Member of the Washington Senate from the 5th district
- In office January 5, 2004 – June 30, 2012
- Preceded by: Dino Rossi
- Succeeded by: Dino Rossi

Member of the Washington House of Representatives from the 5th district
- In office January 11, 1999 – January 5, 2004
- Preceded by: Philip E. Dyer
- Succeeded by: Jay Rodne

Personal details
- Born: Cheryl Ann Pflug February 28, 1957 (age 69)
- Party: Republican
- Spouse: Brian
- Children: 4
- Alma mater: University of Washington (BS), Seattle University (JD)
- Profession: Lawyer; nurse;

= Cheryl Pflug =

American politician

Cheryl Ann Pflug (born February 28, 1957) is an American lawyer, nurse, and politician who is a member of the Republican Party. She was a member of the Washington State Senate from 2004 to 2012.

==Early life and education==
Pflug earned her B.S. in Nursing from the University of Washington and worked as a critical care and operating room nurse while raising 4 children on a family farm adjacent to the Cedar River Watershed. She received a J.D. from Seattle University School of Law in 2012 and was admitted to the Bar in 2014.

==State legislature==
Pflug served the 5th District in the State Legislature for nearly 14 years before being appointed to the Growth Management Hearings Board by Governor Gregoire in May 2012. The 5th District straddles the Urban Growth Line, causing local governments to continually struggle to balance the need for infrastructure and services with a commitment to preserving community character, open space, fish habitat and pristine recreational areas. Over the course of her legislative career, Pflug used her health care experience to improve health outcomes while reducing unnecessary costs, authoring several first-in-the-nation innovations that were adopted into law and pushing through legislation to give the office of the Attorney General strong tools to prosecute multimillion-dollar corporate Medicaid fraud schemes. Pflug also championed infrastructure, education, http://www.issaquahpress.com/2012/05/29/state-sen-cheryl-pflug-departs-suddenly-to-accept-board-post/ hatchery and parks improvements to support the needs of the rapidly growing communities she represented.

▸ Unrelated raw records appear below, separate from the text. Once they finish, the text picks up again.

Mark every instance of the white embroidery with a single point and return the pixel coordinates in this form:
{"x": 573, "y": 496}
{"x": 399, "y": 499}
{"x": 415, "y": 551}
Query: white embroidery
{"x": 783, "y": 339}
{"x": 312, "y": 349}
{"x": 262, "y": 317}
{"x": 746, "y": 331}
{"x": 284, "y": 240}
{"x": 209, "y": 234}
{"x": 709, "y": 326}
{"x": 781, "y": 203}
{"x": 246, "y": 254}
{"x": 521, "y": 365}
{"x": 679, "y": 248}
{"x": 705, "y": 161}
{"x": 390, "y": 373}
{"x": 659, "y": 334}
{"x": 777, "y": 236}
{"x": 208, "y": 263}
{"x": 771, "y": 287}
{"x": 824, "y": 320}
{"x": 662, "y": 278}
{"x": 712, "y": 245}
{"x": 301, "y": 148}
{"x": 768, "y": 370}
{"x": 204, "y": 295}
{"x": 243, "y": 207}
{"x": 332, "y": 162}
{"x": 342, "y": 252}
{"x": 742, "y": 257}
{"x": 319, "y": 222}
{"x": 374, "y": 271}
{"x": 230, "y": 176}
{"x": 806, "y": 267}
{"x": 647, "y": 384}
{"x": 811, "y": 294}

As a legislator, Pflug earned a reputation as "an independent workhorse" willing to work across party lines. She crafted legislation to create treatment alternatives for nonviolent mentally-ill misdemeanants and cast the decisive vote to create a simple-majority requirement for school levies. In 2008, Pflug was honored with the commission of Washington General for commitment to her community and service to the state of Washington, and the "Champion of Freedom Award" in 2012.

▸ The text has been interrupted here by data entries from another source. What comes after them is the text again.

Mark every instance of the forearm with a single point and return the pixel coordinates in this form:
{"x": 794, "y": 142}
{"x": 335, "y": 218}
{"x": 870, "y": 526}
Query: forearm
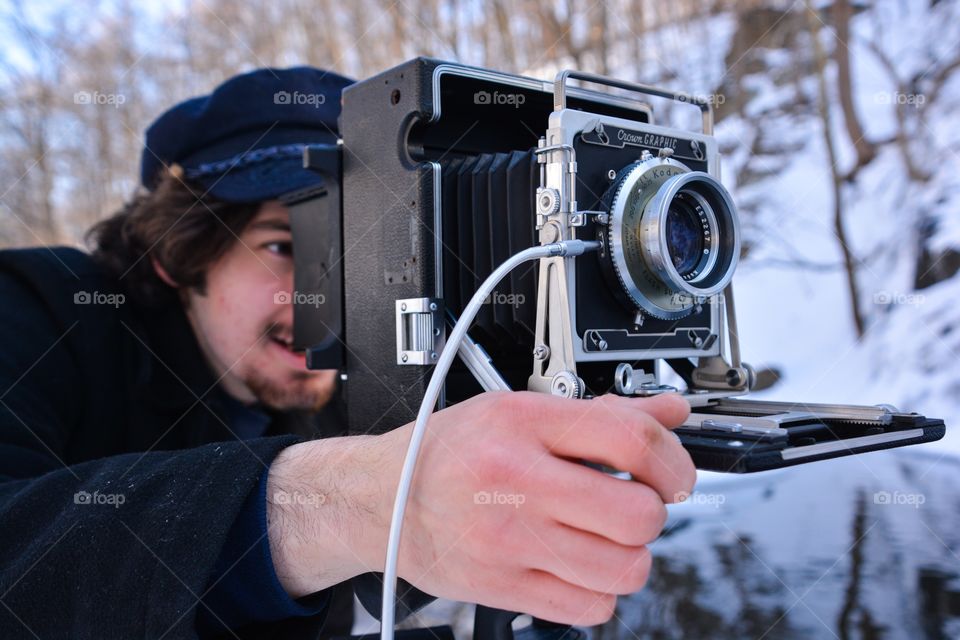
{"x": 328, "y": 505}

Often questioned for her growing cynicism, Pflug also paid a price for defying her party leaders but rarely backed down.

==Appointment to the Growth Management Planning Board==
In May 2012, Governor Christine Gregoire nominated Pflug to a seat on the Growth Management Planning Board.

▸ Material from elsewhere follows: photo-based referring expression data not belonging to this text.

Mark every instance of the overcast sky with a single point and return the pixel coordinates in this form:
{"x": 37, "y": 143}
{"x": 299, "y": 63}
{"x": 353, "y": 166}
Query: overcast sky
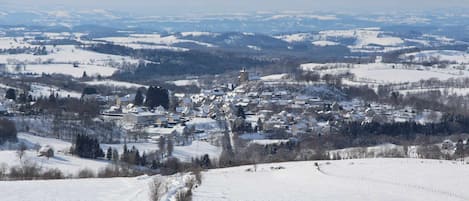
{"x": 180, "y": 7}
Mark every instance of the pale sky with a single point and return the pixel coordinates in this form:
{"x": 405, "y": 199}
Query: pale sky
{"x": 181, "y": 7}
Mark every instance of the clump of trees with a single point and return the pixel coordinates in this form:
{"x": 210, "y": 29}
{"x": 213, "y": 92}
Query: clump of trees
{"x": 87, "y": 147}
{"x": 157, "y": 96}
{"x": 8, "y": 131}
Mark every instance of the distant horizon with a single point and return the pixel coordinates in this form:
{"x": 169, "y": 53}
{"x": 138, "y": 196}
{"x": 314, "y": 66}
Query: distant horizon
{"x": 213, "y": 7}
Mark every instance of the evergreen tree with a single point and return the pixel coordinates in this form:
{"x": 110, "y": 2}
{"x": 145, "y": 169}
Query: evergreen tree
{"x": 109, "y": 153}
{"x": 143, "y": 160}
{"x": 162, "y": 145}
{"x": 260, "y": 126}
{"x": 138, "y": 98}
{"x": 11, "y": 94}
{"x": 157, "y": 96}
{"x": 115, "y": 155}
{"x": 87, "y": 147}
{"x": 240, "y": 112}
{"x": 170, "y": 147}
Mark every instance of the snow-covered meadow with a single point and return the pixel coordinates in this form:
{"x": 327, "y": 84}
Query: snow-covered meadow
{"x": 364, "y": 179}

Following the appointment, Republican Party Chairman Kirby Wilbur suggested the appointment was a "deal" to give the Democrats her Senate seat, an allegation called "hypocritical" by observers.

Pflug resigned her Senate seat on June 30, 2012, the day before her Growth Board appointment commenced on July 1, 2012. On July 11, 2012, Dino Rossi was appointed to fill the term of Pflug. In November 2012, Mark Mullet was elected to represent the 5th legislative district in the senate.

==Post-legislative career==
In July 2012, Pflug was featured in the first Washington television ad supporting same-sex marriage. The ad aired during the opening ceremonies for the Summer Olympic Games.